Judge Abdulla told police this was not reasonable grounds to keep a person in detention.

Later the family of Ahusan Basheer, 21, who was fatally stabbed in a gang fight, accused Shahum of murdering Ahusan and blamed Judge Abdulla for releasing him.


7 thoughts on “Two “dangerous criminals” to be set free if police witnesses fail to appear in court, warns judge”

  1. Police witnesses are too scared of these crims because they are certain these people will be roaming freely on our streets very soon.

  2. It is worrying to see a lack of co-operation between the two pillars of order and security in the country - the police and the judiciary. I wonder if Police Sub-Inspector Ahmed Shiyam or his department bothered to issue reasons to the court as to why the two witnesses failed to appear consecutively for hearings. Apart from that, there is no reason for the criminals to be released yet; the court can compel witnesses to appear before the court, and since this case involves 2 police witnesses – the obligation on them to appear and give witness is higher than that placed upon ordinary civilians.

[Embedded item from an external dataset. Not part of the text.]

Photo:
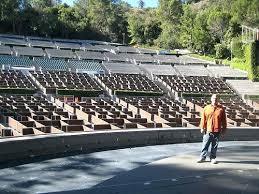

  3. What i would say is, the police have no guts...the vacation officer and the un-obedient officer will b responsible for whatever actions these two do once released...

    Being a policeman does not mean to wear a uniform of which you dont even know the meaning of!. the risk comes in with it. so if you cant dare to take the risk, you take your uniform off and then take the rights of a normal civillian. Until then, you keep the promise you made to god on your passing out parade. Freak!

  4. These persons have their Constitutional rights violated in broad daylight by the Police and the media who have labelled them "dangerous criminals" without any mention of prior convictions.

    Also, "set free" is not the proper phrase to use in this context. The court could order the police to "set a detainee free" if they were being held against the law. However, these persons were not really caged animals in the first place. Therefore, Minivan needs to brush up on its English in order to avoid "attacking the judiciary for their paymasters".

    Smearing the judiciary and destroying their credibility is in no one's interest. If we do not try to proactively address the gaps and shortcomings in the judiciary instead of challenging its rulings, attacking its justices and devising anti-campaigns then the average citizen would have to be forced to respect the rulings of the judiciary by force of arms.

  5. Kaloa! it's not the right time for you to correct English of Minivan articles...English is the editor's native language...your native language is Dhivehi so you are not the right person for this, sorry my dear!

    When the murderers are protected by the country's famous thugs, Judge Abdulla shall have to release them. It's not because the Police does not provide proper evidence or the law has shortcomings.

    So, what we have to do is minimizing threats to Judges and enforcing the country's law

  6. @tsk tsk: These people have stabbed another human being in your so-called broad daylight.

    And you worry about petty differences in your notion of English and the editors?